Which RS485 end to bond

Learn the NEC with Mike Holt now!

ModbusMan

Senior Member
Location
Cleveland, OH
Occupation
Building Automation Engineer
One of our offices' commercial power companies has offered to let us connect a data line to pull status info off the 13.2kV ATO. First time I'm dealing with this level of voltage and radiated EM, so I'm curious if anyone has opinions on whether I'll be better served connecting my shield/drain at the medium-voltage ATO side, or at the low-voltage instrumentation cabinet. The ATO will be the only device on this Modbus loop.
 
That's been my experience so far (and probably to be expected since 485's a differential signal anyways), but until now, everything I've worked in has been 480 or lower.
 
As long as you terminate/ground it at only one end it will adequately shield any RF. As others have said, differential signaling rejects common mode noise up to the rail limits of the transceiver. With that said, I would still want the shielding in place given the magnitude of the radiated RF.
 
The rule of thumb I have always seen is to ground the end at PLC (instrumentation) end, NOT the field end. I see a few reasons for this. First, you are likely to have a better (lower impedance) ground at your control cabinet. Who knows what has been done, or will be done between the field device and an actual earth connection? Second, it is usually easier to find (or make) a ground connection in a control cabinet, than in some field devices.
 
The rule of thumb I have always seen is to ground the end at PLC (instrumentation) end, NOT the field end. I see a few reasons for this. First, you are likely to have a better (lower impedance) ground at your control cabinet. Who knows what has been done, or will be done between the field device and an actual earth connection? Second, it is usually easier to find (or make) a ground connection in a control cabinet, than in some field devices.

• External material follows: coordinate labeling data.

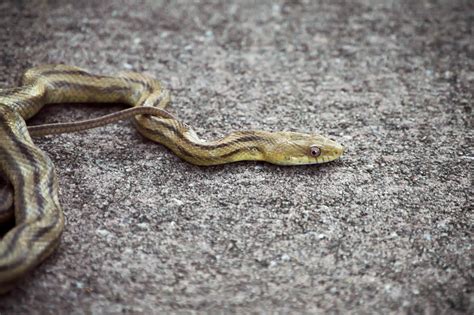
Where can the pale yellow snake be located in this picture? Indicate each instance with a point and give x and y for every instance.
(28, 184)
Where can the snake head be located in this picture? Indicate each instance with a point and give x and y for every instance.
(294, 148)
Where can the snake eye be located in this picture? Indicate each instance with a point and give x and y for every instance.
(315, 151)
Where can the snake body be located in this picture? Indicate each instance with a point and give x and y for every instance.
(28, 184)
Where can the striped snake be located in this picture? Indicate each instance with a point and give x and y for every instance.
(28, 183)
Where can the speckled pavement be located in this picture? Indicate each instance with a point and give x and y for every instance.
(388, 228)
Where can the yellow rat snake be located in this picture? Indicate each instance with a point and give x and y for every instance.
(28, 183)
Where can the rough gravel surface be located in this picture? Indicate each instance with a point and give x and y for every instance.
(388, 228)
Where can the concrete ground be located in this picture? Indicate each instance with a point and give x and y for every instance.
(388, 228)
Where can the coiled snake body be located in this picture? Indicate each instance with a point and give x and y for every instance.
(28, 184)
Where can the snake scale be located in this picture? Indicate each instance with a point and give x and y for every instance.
(28, 183)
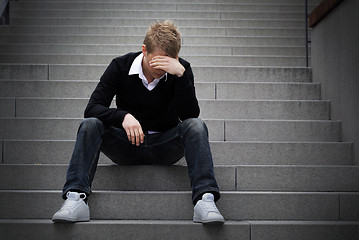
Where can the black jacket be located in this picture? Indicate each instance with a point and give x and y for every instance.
(162, 108)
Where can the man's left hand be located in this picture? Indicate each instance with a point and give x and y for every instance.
(168, 64)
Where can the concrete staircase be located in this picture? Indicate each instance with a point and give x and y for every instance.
(279, 160)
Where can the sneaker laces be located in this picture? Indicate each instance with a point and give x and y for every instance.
(72, 203)
(209, 206)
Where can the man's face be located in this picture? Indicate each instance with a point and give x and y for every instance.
(147, 57)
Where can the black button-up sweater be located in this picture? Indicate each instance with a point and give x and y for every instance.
(162, 108)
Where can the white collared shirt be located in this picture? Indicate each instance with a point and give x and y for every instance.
(136, 68)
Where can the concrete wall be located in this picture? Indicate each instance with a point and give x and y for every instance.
(335, 63)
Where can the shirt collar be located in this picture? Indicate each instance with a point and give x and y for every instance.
(136, 68)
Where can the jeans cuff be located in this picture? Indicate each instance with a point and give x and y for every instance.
(86, 190)
(213, 190)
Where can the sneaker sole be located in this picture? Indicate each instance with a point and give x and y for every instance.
(68, 220)
(214, 222)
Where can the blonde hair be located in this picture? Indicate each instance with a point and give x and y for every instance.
(163, 35)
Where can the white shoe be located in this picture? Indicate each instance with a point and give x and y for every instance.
(206, 211)
(74, 209)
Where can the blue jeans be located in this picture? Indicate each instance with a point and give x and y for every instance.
(189, 139)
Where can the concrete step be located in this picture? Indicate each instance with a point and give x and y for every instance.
(257, 109)
(229, 60)
(137, 30)
(220, 91)
(164, 5)
(112, 205)
(184, 229)
(224, 153)
(121, 49)
(210, 109)
(175, 178)
(178, 14)
(126, 229)
(202, 74)
(279, 23)
(118, 39)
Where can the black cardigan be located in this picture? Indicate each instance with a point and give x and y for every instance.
(162, 108)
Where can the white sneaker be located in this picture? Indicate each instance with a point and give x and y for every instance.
(206, 211)
(74, 209)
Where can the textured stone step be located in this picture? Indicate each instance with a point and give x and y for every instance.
(193, 14)
(202, 74)
(257, 109)
(118, 39)
(221, 91)
(291, 131)
(121, 49)
(112, 205)
(210, 109)
(229, 60)
(110, 177)
(281, 23)
(110, 5)
(185, 229)
(127, 229)
(224, 153)
(138, 30)
(294, 230)
(175, 178)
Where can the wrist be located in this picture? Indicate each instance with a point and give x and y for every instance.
(180, 71)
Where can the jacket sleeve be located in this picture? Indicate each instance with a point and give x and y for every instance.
(100, 100)
(186, 103)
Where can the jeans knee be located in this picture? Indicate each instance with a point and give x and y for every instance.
(196, 125)
(90, 124)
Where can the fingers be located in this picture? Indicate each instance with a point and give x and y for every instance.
(133, 130)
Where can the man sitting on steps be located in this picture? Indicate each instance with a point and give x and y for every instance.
(155, 122)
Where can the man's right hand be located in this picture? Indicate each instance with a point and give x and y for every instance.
(133, 129)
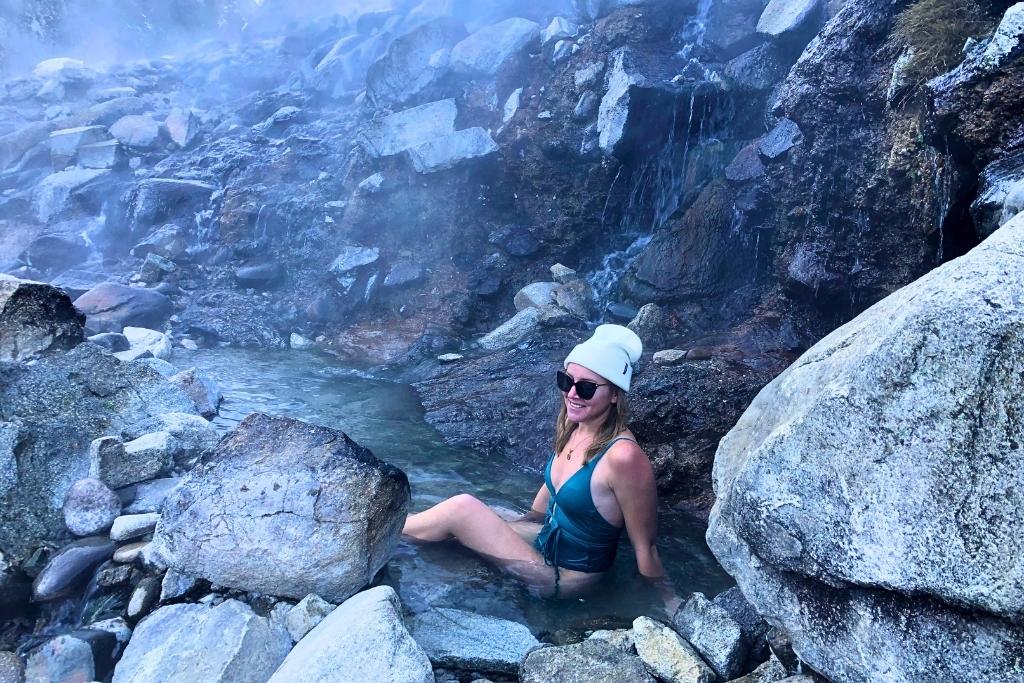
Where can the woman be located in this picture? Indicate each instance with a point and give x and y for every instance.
(597, 482)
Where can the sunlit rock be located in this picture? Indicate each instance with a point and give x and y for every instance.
(603, 663)
(66, 143)
(35, 318)
(489, 49)
(285, 508)
(71, 567)
(90, 507)
(883, 462)
(444, 153)
(667, 654)
(413, 62)
(223, 644)
(782, 16)
(54, 197)
(457, 639)
(364, 639)
(156, 342)
(111, 307)
(136, 131)
(409, 128)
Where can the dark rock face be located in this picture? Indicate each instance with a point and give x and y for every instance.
(48, 449)
(34, 318)
(111, 307)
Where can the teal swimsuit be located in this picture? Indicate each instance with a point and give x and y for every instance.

I should have made that clearer, that is the industry standard. I just meant you can't terminate the shield at a second point.
 
As long as you terminate/ground it at only one end it will adequately shield any RF. As others have said, differential signaling rejects common mode noise up to the rail limits of the transceiver. With that said, I would still want the shielding in place given the magnitude of the radiated RF.
A good reason to utilize the shield when the RF (or even AF) noise level may be very high.
Many people forget that the differential signal can be degraded when the common mode noise is high enough to cause clipping of only one line at a time at the receiver input.
 
The rule of thumb I have always seen is to ground the end at PLC (instrumentation) end, NOT the field end. I see a few reasons for this. First, you are likely to have a better (lower impedance) ground at your control cabinet. Who knows what has been done, or will be done between the field device and an actual earth connection? Second, it is usually easier to find (or make) a ground connection in a control cabinet, than in some field devices.
This has always been my way as well, just wasn't sure if the (much) higher RF environment would make using the other end more appropriate.
 
This is a really good post. We try to drain in the middle of the modbus run (shielded pair) rather than on one field end or the other. I believe that as long as you are not draining on both ends, or multiple connections, that should be ok. I don't know if the PLC end is better than any other field end. Just my FYI thoughts.
 
We try to drain in the middle of the modbus run (shielded pair) rather than on one field end or the other. I believe that as long as you are not draining on both ends, or multiple connections, that should be ok.
It's fine from a technical standpoint (and some might argue more reliable since the length from the far end to the grounding point is halved), but the weakness of mid-point is that there's nothing to stop someone from going "Ehh, was this the grounding point? I can't remember!" and accidentally leaving the whole thing to float, or worse, multi-grounding and turning the shield into a radio loop.